Name	Name	Last commit message	Last commit date
Latest commit History 16 Commits
clamp	clamp
data	data
finetune	finetune
inference	inference
preprocessing	preprocessing
rhythgen	rhythgen
tests	tests
.gitignore	.gitignore
README.md	README.md
requirements.txt	requirements.txt

🎵 RhythGen: Controlling Rhythmic Complexity in generated symbolic music for application in serious games

📖 Overview

RhythGen is a fine-tuned symbolic music generation model based on NotaGen, small, with rhythmic conditioning on syncopation levels and note density. We explore the effect of different conditioning mechanisms, conditioning attributes, and data preparation models on quality and control adherence.

⚙️ Environment Setup

conda create --name rhythgen python=3.10
conda activate rhythgen
conda install pytorch==2.3.0 pytorch-cuda=11.8 -c pytorch -c nvidia
pip install accelerate
pip install optimum
pip install -r requirements.txt

🏋️ RhythGen Model Weights

Pre-training

We use NotaGen-small with 110M parameters, 12 patch-level decoder layers, 3 character-level decoder layers, a hidden size of 768, and a patch length (context length) of 2048.

Fine-tuning

We fine-tuned NotaGen-small on a corpus of approximately 1000 pieces from either the Lieder Dataset, which is public, or the RAG Collection, which is available on request.

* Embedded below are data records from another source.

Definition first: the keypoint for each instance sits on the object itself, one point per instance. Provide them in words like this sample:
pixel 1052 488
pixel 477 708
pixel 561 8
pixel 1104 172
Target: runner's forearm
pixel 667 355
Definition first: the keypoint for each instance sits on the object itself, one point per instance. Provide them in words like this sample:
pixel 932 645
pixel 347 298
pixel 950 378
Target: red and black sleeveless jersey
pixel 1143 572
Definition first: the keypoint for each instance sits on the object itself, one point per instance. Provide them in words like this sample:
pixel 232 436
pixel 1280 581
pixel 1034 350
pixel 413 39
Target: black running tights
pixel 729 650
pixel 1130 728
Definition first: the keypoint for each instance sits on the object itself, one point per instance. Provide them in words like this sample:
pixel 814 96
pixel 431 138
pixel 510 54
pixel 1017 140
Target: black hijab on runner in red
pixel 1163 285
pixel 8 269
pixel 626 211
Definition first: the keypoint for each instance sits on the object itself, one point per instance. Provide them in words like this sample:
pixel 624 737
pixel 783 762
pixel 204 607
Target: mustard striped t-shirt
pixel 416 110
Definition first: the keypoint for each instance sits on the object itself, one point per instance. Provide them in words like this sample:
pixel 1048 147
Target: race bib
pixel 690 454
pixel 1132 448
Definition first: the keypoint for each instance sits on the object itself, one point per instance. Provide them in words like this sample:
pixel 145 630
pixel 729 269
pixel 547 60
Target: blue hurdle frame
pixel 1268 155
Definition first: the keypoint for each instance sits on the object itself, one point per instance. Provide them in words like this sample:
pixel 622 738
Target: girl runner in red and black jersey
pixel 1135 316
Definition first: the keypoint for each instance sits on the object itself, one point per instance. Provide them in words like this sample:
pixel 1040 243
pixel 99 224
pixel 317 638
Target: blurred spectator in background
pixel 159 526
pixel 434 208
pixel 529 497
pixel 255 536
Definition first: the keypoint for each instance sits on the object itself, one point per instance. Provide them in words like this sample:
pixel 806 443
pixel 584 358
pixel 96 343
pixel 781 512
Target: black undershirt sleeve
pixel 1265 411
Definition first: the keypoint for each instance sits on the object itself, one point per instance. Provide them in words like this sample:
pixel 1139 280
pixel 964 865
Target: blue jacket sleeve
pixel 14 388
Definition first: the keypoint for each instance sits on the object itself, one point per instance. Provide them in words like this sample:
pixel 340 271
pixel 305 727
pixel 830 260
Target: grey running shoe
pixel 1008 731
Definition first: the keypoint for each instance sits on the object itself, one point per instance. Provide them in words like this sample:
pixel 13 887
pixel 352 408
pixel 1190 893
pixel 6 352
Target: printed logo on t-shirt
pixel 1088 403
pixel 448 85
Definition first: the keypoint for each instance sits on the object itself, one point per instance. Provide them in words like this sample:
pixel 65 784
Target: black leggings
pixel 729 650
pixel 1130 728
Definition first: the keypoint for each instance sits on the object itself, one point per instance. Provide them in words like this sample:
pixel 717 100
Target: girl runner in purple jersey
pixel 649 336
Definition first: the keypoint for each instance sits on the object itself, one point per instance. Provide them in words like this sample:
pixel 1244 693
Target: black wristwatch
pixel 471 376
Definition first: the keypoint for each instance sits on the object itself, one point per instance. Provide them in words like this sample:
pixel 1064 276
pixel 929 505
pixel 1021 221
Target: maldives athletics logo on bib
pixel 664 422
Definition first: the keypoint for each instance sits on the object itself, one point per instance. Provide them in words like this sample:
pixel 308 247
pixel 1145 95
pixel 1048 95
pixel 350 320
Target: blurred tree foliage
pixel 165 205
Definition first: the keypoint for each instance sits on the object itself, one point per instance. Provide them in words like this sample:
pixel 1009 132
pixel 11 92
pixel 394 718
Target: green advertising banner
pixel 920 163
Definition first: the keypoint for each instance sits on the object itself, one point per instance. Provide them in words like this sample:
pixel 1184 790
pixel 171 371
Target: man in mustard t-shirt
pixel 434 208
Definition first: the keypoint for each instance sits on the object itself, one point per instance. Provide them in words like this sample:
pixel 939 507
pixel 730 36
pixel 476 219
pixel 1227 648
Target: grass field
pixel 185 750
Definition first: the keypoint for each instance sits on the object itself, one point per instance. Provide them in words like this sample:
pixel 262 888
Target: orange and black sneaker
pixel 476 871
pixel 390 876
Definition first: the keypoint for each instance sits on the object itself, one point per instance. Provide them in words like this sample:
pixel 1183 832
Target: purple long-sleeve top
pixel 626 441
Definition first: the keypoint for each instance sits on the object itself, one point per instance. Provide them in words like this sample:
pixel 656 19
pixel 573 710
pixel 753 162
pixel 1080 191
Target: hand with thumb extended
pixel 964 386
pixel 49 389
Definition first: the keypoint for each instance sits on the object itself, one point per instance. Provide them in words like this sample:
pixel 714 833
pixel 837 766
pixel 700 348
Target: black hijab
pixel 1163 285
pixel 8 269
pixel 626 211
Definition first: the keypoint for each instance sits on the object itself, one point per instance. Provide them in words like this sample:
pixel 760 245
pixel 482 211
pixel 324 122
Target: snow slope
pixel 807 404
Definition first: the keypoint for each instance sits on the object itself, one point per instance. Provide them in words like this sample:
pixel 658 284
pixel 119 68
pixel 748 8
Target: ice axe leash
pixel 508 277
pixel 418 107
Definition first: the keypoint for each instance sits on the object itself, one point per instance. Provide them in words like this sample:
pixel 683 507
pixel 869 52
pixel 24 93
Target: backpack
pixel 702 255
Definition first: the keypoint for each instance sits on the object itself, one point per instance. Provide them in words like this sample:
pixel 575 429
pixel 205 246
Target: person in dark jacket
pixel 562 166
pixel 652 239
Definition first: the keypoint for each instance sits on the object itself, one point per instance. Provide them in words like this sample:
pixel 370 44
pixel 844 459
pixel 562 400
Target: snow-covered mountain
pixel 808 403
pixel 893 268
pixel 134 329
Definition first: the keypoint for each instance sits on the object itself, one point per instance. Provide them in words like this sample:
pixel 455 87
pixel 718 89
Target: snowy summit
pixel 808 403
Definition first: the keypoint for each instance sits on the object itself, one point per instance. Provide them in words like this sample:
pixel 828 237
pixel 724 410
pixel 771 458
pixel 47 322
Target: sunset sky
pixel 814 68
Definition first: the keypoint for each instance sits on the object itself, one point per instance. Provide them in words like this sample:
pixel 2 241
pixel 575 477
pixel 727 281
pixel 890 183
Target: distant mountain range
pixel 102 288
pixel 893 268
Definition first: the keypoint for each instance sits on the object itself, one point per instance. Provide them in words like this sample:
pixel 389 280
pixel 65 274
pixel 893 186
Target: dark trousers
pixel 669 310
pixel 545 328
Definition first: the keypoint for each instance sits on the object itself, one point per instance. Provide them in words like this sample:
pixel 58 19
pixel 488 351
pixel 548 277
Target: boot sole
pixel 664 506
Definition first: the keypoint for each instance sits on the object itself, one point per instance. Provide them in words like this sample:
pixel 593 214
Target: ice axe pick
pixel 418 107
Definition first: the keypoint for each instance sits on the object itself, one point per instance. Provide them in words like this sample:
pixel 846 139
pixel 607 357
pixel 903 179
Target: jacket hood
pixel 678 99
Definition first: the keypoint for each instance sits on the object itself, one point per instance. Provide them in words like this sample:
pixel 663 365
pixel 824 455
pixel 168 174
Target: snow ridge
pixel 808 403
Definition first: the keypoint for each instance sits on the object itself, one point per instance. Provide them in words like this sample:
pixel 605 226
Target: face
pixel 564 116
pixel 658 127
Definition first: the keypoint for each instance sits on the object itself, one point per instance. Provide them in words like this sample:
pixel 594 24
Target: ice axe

The finetuned weights are available here: https://huggingface.co/efraimdahl/RhythGen.

Descriptors

We use one of four descriptors to condition the generator. All descriptors are calculated from the onsets of the music extracted with the ABCRhythmTool in the abc_rhythm.py file, which also quantifies the onsets to a metric grid of a size depending on the parameter min_note_val, which determines the smallest possible rhythmic unit. Syncopation labels, spectral and metric weights are extracted from the onsets using pyinmean

Note Density Labels
- Based on the average distance between two consecutive onsets in one bar,
- binned into one of six discrete labels based on quantiles of average onset distance across the dataset.
- One value per bar
Syncopation Labels
- Based on a syncopation measure introduced in Inner Metric Analysis as a Measure of Rhythmic Syncopation by Bemman and Christensen
- Binned into one of six discrete labels based on quantiles across the dataset.
- One value per bar
Spectral Weight Profiles
- Assign values to every position on a fixed metric grid by extending local meters.
- Vector of size resolution*max_bar_length per bar
Metric Weight Profiles
- Assign values to every onset by quantifying local meters. All other values of the metric grid are set to 0.
- Vector of size resolution*max_bar_length per bar

Conditioning Mechanisms

We use one of three conditioning mechanisms to condition the model. The mechanisms are implemented alongside the original NotaGen model in model.py. Use config.py to adjust the mechanism used. In addition to the conditioning mechanisms, we also use classifier-free guidance for all models with a dropout rate of 30% and a varying guidance scale. Some experiments include a condition encoder that extracts features from the metric or spectral weight profiles. We pretrain this condition encoder on a regression task of calculating a syncopation score and/or note-density of a bar, given metric/spectral weight profiles of a bar. The control-encoder seems to improve results somewhat, but not dramatically. The successful configurations isolate syncopated voices, either by training on selected voices or through masked conditioning during training, which is set by the VCOND variable. So far, the inference script does not adhere to the voice targeting, which results in higher error rates.

Text-Based Conditioning
- Default conditioning patchway, add syncopation labels into the ABC files for training, force them into the sequence while generating. Similar to the conditioning mechanism described for fine-tuning in the original NotaGen and Tunesformer papers. Don't change anything about the model architecture.
- Works poorly.
In-Attention Conditioning
- Based on a condition mechanism introduced in MuseMorphose
- Add learned embeddings of the control labels to the hidden state in each self-attention layer of the patch-level decoder.
- Works for syncopation and note-density labels.
Attention Modulation
- Original conditioning mechanism
- Adds learned projections of the control to the Key, Query, and Value matrices in each self-attention layer of the patch-level decoder.
- Works for using spectral weights to control note-density, but syncopation is not captured. Metric weights do not yield good control.

Settings

Choose your configuration of the model by setting the variables in the rhythgen/model_config.py file.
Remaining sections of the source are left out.